Youre playing the game [Simon Says](https://spectrum.ieee.org/media-library/photo-of-the-box-of-an-electronic-game-that-says-simon-and-shows-two-hands-pressing-colorful-buttons-on-a-round-object.png?id=50539567&width=400&height=250) with 3 friends, and you’re partners with each other, each team has their own game hardware. One player on each team is tasked with shouting instructions to their teammate, and whoever can hit the buttons the quickest the most times in a row wins.

The only problem? The host team both are native English speakers. You, however, are playing with a foreign exchange student who does not know a single word of English, only Spanish. So, now you have to not just be able to communicate in a new language by looking up the new word every time (imagine you don’t have the short term memory to remember them, you only can remember English), but also have to try to do it as quick and accurate as the other team to even try to spit out the same pattern close to theirs in rhythm.

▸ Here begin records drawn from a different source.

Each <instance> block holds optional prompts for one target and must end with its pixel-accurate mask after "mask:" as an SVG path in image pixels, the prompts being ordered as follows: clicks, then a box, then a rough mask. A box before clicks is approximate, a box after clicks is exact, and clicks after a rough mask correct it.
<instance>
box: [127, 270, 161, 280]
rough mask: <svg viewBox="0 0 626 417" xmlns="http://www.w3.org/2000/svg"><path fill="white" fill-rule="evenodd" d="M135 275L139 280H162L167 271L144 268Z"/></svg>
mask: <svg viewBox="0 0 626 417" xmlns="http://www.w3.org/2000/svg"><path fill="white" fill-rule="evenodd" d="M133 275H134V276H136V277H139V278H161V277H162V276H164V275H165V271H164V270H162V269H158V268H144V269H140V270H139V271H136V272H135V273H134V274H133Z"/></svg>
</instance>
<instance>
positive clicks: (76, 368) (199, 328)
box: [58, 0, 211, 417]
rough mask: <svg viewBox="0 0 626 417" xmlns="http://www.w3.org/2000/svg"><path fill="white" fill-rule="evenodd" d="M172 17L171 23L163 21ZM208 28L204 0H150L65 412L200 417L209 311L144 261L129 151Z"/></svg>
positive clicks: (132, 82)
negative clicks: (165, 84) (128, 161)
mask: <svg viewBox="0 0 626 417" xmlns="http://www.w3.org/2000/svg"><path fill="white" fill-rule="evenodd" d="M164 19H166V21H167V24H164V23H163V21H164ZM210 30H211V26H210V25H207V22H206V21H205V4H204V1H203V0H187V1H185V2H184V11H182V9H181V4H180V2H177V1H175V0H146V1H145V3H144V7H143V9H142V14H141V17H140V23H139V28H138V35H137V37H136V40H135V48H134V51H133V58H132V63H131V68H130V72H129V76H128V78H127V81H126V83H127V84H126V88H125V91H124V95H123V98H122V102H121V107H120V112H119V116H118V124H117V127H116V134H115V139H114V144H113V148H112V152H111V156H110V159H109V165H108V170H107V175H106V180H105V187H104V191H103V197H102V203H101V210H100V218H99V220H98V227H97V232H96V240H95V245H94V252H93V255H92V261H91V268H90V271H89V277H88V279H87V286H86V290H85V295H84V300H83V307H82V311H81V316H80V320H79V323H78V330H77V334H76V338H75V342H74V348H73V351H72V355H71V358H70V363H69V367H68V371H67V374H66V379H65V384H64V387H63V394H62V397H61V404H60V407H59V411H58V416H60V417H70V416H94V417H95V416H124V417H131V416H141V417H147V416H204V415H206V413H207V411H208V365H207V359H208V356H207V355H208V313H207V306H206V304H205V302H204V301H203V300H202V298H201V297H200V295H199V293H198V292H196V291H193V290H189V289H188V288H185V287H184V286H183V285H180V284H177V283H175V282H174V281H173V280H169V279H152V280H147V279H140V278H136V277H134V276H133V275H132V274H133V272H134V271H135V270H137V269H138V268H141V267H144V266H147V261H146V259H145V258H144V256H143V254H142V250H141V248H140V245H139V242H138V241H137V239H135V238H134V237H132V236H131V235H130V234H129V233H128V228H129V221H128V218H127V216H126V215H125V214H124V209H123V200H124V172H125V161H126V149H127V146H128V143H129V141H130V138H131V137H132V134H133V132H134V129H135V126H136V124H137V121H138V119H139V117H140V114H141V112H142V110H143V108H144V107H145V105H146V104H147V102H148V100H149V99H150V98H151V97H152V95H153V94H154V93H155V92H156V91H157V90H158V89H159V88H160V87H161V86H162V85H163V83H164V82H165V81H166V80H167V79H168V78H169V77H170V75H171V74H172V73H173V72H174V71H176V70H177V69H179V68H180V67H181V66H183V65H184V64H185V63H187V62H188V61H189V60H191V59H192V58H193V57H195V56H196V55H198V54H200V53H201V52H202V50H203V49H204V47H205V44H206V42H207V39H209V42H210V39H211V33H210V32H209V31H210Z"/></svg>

Now, multiply this problem by a few million times, and this is an oversimplified way of thinking of the issues with translating instructions in real time between two totally different architectures. Now, realize that most consoles since the 16 bit era have separate teams working to output video, sound, and then for the 32 bit era and later, sub teams which only handle things like the math required to figure out where the corners and edges of a 3D thing is, then how the surface of it should look from the angle you’re looking (a floating point unit). So you hop on over to the room with the “video” team, only to realize the way the room is physically organized is totally different, lets say the guy that’s really good at doing the math for the 3D object size calculates them as hypothetical square objects to save time, not triangles like you’re used to. And on top of them speaking a different language inside of just that room compared to what your video guys speak. So now, that’s a whole new set of issues to worry about when they pass stuff off to the other teams to work in concert.

If you managed to write a dictionary to speed lookup of the translations, that’ll speed things up, but it will never be quite be with the exact same timing as the native English speaking team. Well, so you decide to find dedicated translators for the teams, but now that’s doubled your team size, and requires a ton more overhead even still. Actually exponential compared to what you’d think, because you have to then have translators between the Audio/Video/sound teams now too.

Eventually, you iron out all of these things, but you realize that the original Simon Says teams that all speak the same language have only a few dozen team members and can whip out instructions smoothly without delay, meanwhile you have 1000x the total people they do to be able to relay things between rooms as quickly and accurately as you can. Finally, you match them a long time later after you’ve worked out all of the kinks.